First, In re Chrysler (supra), cited by plaintiffs, is distinguishable since it involved a compendium of facts deemed relevant by the attorney for the party that was allegedly at fault, where it was specifically contemplated by both parties, notwithstanding the confidentiality agreement, that the compendium might be used and disclosed to the public during a fairness hearing. On the other hand, this case involves a compilation of conclusions and opinions by an expert who prepared his report at the behest of those who were allegedly the victims of the culpable conduct and who were not parties to this action where it was never contemplated by the parties to the other action that the report would be revealed to anyone once the confidentiality agreement was executed.

Second, stipulations of settlement are favored by the courts and will not be cast aside lightly (Matter of Galasso, 35 NY2d 319, 321 [1974]; Hallock v State of New York, 64 NY2d 224, 230 [1984]). The Elster plaintiffs had the Fell Report prepared at their own expense to assist them in their claim that they were injured as a result of the allegedly false financial statements certified by defendant Andersen. The Elster plaintiffs had the right to agree to have their own report held confidential, in exchange for the sum they received in settlement of their action, without worrying whether another plaintiff in a different action against Andersen could hitch a "free ride” on their effort and expense. The parties to the Elster Action then reduced their confidentiality agreement pertaining to the Fell Report to a formal stipulation (cf., United States v Davis, 702 F2d 418 [2d Cir 1983], cert denied 463 US 1215 [1983]). Although their stipulation was not "so ordered” by the Federal Judge, this court does not attach critical significance to that factor since, in the New York courts, a written stipula*828tion entered into between parties or their attorneys relating to any matter in an action is binding if subscribed by the party or his attorney even if not reduced to the form of an order (CPLR 2104).
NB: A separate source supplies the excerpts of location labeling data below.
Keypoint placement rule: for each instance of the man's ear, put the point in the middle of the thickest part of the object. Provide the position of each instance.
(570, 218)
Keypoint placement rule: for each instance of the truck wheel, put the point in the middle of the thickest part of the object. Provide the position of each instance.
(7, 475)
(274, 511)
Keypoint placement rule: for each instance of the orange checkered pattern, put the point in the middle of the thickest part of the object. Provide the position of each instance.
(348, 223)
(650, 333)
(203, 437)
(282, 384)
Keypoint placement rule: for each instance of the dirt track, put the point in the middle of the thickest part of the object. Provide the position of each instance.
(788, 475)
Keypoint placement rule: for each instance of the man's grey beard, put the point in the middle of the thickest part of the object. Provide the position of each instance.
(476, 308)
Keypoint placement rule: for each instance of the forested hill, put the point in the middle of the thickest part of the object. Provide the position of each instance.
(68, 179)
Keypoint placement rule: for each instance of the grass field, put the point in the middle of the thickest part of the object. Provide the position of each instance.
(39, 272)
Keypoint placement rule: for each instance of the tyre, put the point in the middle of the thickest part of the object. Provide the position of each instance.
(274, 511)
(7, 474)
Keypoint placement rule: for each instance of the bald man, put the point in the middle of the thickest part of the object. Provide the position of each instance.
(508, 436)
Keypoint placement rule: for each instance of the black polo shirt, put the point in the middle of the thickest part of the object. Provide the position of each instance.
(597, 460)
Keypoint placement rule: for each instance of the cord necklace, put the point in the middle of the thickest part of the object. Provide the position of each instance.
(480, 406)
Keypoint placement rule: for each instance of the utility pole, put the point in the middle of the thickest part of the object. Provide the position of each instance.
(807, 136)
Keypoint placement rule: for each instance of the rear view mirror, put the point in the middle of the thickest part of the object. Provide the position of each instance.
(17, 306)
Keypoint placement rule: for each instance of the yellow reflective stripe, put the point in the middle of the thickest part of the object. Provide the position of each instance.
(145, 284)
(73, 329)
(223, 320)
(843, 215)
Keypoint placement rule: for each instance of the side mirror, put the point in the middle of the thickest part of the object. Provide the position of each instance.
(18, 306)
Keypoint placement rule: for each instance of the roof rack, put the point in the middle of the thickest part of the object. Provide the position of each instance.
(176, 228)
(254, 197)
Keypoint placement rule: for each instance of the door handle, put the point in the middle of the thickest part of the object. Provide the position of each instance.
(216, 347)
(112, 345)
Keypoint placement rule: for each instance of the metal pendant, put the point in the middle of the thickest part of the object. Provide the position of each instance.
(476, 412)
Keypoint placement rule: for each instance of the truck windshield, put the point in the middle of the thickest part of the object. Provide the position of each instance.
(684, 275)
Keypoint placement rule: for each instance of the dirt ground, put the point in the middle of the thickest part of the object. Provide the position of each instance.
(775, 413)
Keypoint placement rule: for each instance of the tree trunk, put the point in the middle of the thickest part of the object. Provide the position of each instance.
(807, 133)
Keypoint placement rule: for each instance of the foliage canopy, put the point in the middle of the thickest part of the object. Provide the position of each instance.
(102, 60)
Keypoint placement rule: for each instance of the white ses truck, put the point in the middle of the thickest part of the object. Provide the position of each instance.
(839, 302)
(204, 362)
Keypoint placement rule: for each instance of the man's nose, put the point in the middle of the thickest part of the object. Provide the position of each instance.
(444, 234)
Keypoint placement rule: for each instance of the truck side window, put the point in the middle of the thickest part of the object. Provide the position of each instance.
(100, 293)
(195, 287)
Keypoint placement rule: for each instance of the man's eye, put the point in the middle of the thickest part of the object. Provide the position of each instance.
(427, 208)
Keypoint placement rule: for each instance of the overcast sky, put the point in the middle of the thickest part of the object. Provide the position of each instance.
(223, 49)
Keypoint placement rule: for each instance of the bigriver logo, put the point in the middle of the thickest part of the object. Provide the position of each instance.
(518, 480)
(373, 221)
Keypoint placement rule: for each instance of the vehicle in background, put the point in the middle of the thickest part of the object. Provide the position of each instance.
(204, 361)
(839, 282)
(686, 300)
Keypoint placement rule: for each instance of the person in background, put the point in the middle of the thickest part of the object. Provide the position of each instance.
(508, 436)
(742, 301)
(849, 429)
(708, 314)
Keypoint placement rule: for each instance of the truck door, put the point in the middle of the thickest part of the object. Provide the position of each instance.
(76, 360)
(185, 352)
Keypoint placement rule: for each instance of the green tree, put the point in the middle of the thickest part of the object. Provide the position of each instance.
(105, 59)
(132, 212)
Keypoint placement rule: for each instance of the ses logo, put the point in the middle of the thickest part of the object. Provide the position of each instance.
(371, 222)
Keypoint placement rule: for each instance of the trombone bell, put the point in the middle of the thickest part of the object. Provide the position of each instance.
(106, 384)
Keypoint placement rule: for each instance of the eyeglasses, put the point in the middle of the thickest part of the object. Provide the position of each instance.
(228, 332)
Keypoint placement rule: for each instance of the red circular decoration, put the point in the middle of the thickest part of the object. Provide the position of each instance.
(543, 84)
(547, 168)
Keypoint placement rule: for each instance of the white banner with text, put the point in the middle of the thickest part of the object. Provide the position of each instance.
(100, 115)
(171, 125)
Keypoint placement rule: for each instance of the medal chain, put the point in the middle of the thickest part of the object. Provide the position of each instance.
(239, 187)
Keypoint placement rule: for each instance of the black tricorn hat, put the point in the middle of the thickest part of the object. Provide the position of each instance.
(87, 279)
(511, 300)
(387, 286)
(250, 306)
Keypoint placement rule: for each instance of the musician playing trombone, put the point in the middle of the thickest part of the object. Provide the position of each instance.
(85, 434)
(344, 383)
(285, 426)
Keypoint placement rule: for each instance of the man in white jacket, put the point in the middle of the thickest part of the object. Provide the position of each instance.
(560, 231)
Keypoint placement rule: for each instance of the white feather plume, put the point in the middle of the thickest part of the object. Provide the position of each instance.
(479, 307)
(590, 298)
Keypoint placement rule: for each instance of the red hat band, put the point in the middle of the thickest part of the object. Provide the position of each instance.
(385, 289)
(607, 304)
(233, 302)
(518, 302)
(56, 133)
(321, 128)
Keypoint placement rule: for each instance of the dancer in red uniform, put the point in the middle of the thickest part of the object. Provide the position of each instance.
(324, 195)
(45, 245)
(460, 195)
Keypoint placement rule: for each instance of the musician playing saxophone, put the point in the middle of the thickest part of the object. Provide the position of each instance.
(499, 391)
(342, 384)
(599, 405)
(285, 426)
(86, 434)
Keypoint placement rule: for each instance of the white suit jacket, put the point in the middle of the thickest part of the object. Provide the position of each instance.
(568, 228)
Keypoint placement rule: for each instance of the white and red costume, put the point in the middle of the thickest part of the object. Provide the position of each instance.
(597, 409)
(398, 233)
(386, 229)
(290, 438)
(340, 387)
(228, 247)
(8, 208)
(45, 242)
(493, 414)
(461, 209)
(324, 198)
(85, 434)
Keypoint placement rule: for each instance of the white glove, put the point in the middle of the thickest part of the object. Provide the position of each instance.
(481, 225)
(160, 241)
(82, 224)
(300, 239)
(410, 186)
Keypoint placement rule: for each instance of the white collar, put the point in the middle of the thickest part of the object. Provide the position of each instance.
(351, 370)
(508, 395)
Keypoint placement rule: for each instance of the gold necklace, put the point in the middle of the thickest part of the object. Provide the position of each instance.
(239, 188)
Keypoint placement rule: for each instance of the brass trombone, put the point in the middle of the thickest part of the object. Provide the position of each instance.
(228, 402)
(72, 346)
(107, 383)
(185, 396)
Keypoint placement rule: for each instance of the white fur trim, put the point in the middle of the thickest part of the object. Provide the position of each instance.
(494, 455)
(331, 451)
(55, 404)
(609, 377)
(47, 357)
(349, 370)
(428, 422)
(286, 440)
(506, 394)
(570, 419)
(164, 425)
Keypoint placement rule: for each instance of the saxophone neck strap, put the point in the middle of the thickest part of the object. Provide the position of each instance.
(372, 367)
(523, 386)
Therefore, in view of the strong policy in favor of promoting and enforcing stipulations of settlement, plaintiffs’ motion to compel disclosure of the Fell Report is denied and the notice for discovery and inspection of the Fell Report is vacated. Although disclosure of the Fell Report may spare plaintiffs in this action some expenditure of experts’ fees (see, In re Franklin Natl. Bank Sec. Litig., 92 FRD 468 [ED NY 1981], affd sub nom. Federal Deposit Ins. Corp. v Ernst & Ernst, 677 F2d 230 [2d Cir 1982]), and may give plaintiffs added leverage in any settlement negotiations, weighing plaintiffs’ purported need for discovery of the Fell Report in order to assist in the prosecution of this action against defendants’ interest in confidentiality and the policy of the courts favoring enforcement of stipulations of settlement, the balance clearly and decidedly tips in favor of upholding the stipulation. As stated above, plaintiffs will not be prejudiced in their trial preparation since they already have had discovery of the very same documents upon which the Fell Report was predicated. Plaintiffs will not be deprived of "any facts bearing on the controversy” (Allen v Crowell-Collier Publ. Co., supra, at 403, 406). All that they will be deprived of are the analysis and conclusions of Mr. Fell. Plaintiffs’ own experts are free to draw their own conclusions from the same data relied upon by Fell. Further, discovery of the Fell Report, which would itself be inadmissible at the trial of the instant matter, would not " 'lead to the disclosure of admissible proof ” (Wiseman v American Motors Sales Corp., 103 AD2d 230, 237 [2d Dept 1984], quoting Shutt v Pooley, 43 AD2d 59, 60 [3d Dept 1973]) since, as just noted, plaintiffs already possess all of the documents upon which the report is based.

Plaintiffs in the instant action also urged that the qualified immunity granted by CPLR 3101 (d) was waived by the Elster plaintiffs when they turned over the Fell Report to the defendants during settlement negotiations. Although this appears to be true, I need not reach this issue since the immunity granted by CPLR 3101 (d) does not, with limited exceptions, apply to other actions.